Quant à l’instrumentation, elle a tout de la performance et de l’échange : au quartet de base (saxophone, trombone, contrebasse et batterie) déjà présent dans le précédent album, Le temps d’un rêve se rajoutent deux autres souffleurs André Jaume, un des musiciens incontournables du Sud, instrumentiste inventif, et chaleureux, cofondateur du label CELP, Akosh S. avec lequel Christian Brazier travaille depuis deux ans, et aussi le guitariste sculpteur de son, Philippe Deschepper, épris lui aussi de Marseille .

Ainsi le Loup garou des forêts de Transylvanie se réincarne-t-il dans le feulement de la clarinette métal d’Akosh S. qui crie, hurle mais aussi jubile dans cette mélodie sur mesure, festive, inspirée de la tradition tout en la retraversant avec une certaine folie ; dans Tout, tout de suite, Christian Brazier, fidèle à l’esprit même du jazz, voulait voir s’affronter en une poursuite seulement musicale les brillants saxophonistes, Akosh S et Thierry Maucci, le complice de toujours, alors que dans la Marche des Gallinacés, c’est à l’unisson au contraire que trombone et saxophone vont de pair en s’enroulant l’un à l’autre.

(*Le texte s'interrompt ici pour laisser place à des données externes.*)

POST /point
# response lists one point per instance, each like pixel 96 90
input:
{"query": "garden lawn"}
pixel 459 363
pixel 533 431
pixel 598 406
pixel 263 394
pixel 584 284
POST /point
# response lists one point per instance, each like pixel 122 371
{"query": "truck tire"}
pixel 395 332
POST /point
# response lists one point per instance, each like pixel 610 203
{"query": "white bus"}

Dans cet ensemble clos interviennent des personnalités visiblement contrastées qui se surimposent et s’ajointent avec délicatesse. Ainsi en est-il des souffleurs, trois générations différentes qui forment une même famille. De ces univers éclatés naît une certaine harmonie, et il en résulte une vraie lumière, où le jazz sait trouver son chemin. Ce disque, en vérité, ne manque pas de cohérence. Et s’il déploie un lyrisme tendre dans un langage musical où se fondent nombre de références aimées, l’ensemble sait garder unité et originalité.

Si Christian Brazier est « entré dans le jazz par le free », plus encore que le style, ce qui le séduit c’est le travail sur le son. Et après avoir écouté cet album, on est convaincu qu’il a sa place aux côtés de ceux qui font l’actualité. C’est d’une évidente clarté.